Oggi gli insegnanti di lettere si muovono senza riferimenti teorici, non hanno tempo per studiare, si affidano a manuali articolatissimi e pesantissimi, che li attraggono perché hanno le unità d’apprendimento bell’e fatte e le prove di verifica bell’e fatte e con le risposte corrette già fornite. Non litigano molto, oggi, per i criteri di adozione dei libri di testo: scelgono concordemente quelli che meglio degli altri li sostituiscono nell’adempiere alla funzione docente, quelli che offrono i più allettanti manualetti per l’addestramento alle prove Invalsi!

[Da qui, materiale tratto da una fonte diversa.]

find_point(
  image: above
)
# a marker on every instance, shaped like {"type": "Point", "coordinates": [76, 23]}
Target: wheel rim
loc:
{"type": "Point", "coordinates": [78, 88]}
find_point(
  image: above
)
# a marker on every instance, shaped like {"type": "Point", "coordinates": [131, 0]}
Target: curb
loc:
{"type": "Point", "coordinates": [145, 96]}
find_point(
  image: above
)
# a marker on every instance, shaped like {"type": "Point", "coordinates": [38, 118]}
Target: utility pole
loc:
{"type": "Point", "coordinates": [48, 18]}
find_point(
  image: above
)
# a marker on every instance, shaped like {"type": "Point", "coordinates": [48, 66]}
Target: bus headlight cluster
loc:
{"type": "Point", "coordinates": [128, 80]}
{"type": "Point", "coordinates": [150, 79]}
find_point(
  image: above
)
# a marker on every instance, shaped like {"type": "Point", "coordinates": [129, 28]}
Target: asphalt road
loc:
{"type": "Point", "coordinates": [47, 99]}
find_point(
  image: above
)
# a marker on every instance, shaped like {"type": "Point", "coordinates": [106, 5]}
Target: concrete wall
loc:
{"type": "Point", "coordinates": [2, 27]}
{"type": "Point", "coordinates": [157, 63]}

Nel tempo Daniela Bertocchi è diventata lei stessa consulente di Invalsi per le prove di italiano, ma il suo nome e i suoi studi e i suoi libri non esistono nella cultura degli attuali insegnanti di lettere: è più facile addestrare i ragazzi che studiare, noi stessi, quanto occorrerebbe per formarli. I libri della Bertocchi, e non solo i suoi, non so se li stampano ancora, ma non so neanche quanti avrebbero il tempo e la voglia di leggerli.